Many witnessed the movement through vivid and sometimes graphic photographs.Photography played a keyrole in the Civil Rights Movement.

Many of the photographs are on display at the Menil Collection. The Whole World Was Watching is curated
by Michelle White, associate curator at the Menil Collection.

This exhibition contains photographs from Civil Rights photographers Dan Budnik, Bruce L. Davidson, Elliot Erwitt,Leonard Freed, and Danny Lyon .

Some of the photos were given to the Menil Collection by Edmund Carpenter and Adelaide de Menil daughter of founders John and Dominique de Menil.

"I had to choose between 200 photographs to display in this exhibition" White said.

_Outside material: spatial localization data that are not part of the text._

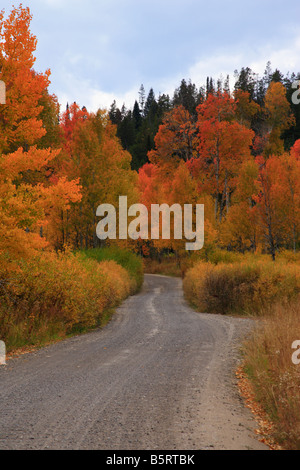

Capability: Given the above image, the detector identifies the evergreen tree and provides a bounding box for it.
[157,93,171,117]
[132,100,142,129]
[234,67,256,100]
[224,75,230,95]
[117,110,135,150]
[206,77,215,96]
[109,100,122,125]
[108,67,300,172]
[173,79,199,116]
[144,88,156,117]
[263,61,273,89]
[271,69,284,83]
[138,84,146,116]
[282,72,300,148]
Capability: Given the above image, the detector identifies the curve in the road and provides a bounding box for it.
[0,274,268,450]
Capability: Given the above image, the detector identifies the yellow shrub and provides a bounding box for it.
[183,259,300,315]
[0,251,136,351]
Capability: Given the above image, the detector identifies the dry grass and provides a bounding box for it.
[243,301,300,449]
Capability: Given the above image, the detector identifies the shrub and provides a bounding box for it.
[184,255,300,448]
[183,259,300,315]
[194,247,244,265]
[0,250,139,351]
[81,246,144,292]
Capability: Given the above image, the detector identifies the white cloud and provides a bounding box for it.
[249,36,300,76]
[55,73,139,113]
[184,34,300,94]
[188,52,243,89]
[55,33,300,114]
[87,87,140,112]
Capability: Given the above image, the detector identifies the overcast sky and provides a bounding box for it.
[2,0,300,112]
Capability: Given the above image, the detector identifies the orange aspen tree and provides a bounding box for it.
[193,92,254,222]
[0,5,81,256]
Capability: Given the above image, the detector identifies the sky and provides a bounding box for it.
[2,0,300,112]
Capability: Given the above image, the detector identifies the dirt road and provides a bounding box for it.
[0,274,268,450]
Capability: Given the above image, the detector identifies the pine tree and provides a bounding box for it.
[132,100,142,129]
[234,67,256,100]
[173,79,199,116]
[144,88,156,118]
[138,84,146,116]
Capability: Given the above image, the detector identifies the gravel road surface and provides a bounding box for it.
[0,274,268,450]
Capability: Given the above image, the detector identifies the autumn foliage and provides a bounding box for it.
[183,256,300,315]
[0,250,140,351]
[0,5,300,449]
[0,5,142,349]
[0,5,299,357]
[2,5,299,264]
[139,87,299,259]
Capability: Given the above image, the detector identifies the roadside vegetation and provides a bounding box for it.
[0,247,143,353]
[144,248,300,450]
[143,255,183,277]
[0,7,143,354]
[243,302,300,449]
[82,247,144,292]
[1,5,300,450]
[180,249,300,450]
[183,254,299,316]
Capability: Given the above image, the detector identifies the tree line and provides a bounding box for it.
[110,65,300,171]
[0,5,299,261]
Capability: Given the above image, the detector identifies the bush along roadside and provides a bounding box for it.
[183,256,300,449]
[81,246,144,293]
[183,259,299,316]
[0,247,143,353]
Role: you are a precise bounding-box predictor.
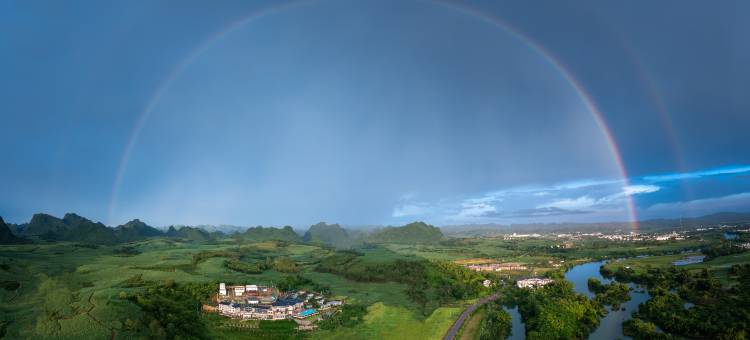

The title of the exhibition "The Whole World Was Watching" was a phrase adopted as a rallying cry for social change by political groups in the 1960's.


The Exhibition contains photos of black protesters being crushed with water hoses, civil rights leader Dr. Martin Luther King Jr, and police brutality of African Americans during that time.

The photographers in this exhibition were committed in showing the world what was happening in the south.

One photographer in particular stood out. That photographer was Danny Lyon a twenty year old student from the University of Chicago who wanted to come to the south and show the world the injustice that African Americans were suffering.

"He described his experience as grabbing his camera getting on a bus and heading down south" White said.

"He was the staff photographer for the Student Nonviolent Coordinating Committee" White said.

The images displayed were being circulated in magazines and newspapers throughout the North. The most dramatic images came from those taken in Birmingham.

"Birmingham was known as Bombingham because of all the bombing taking place there" White said.

Images of policemen spraying the protesters with water hoses circulated like wild fire.

"When Dr. Martin Luther King Jr. saw the images of the protesters being sprayed with the water hoses he said it's amazing how something so beautiful can come out of something so horrible referring to the power of the image" White said.

The civil rights movement is similar to what is happening today in other countries.

"It's just like the oppressed people now standing up for what is right" White said.

One of the photographs in the exhibition is that of one taken by Dan Budnik. It is a photograph of a protester carrying an American Flag on the way to Selma while passing by a National Guardsman who salutes the flag.

"The reason the guardsman saluted the protester's flag was because he whipped it out as he was passing by so the guardsman had to salute it, usually if a protester had a flag the National Guardsmen would turn their backs to it" White said.

The Whole World Was Watching exhibition is on display from March 5-September 25,2011. A selection from the collection is also on display at the African American Library at the Gregory School, in Freedman's Town in the Fourth Ward.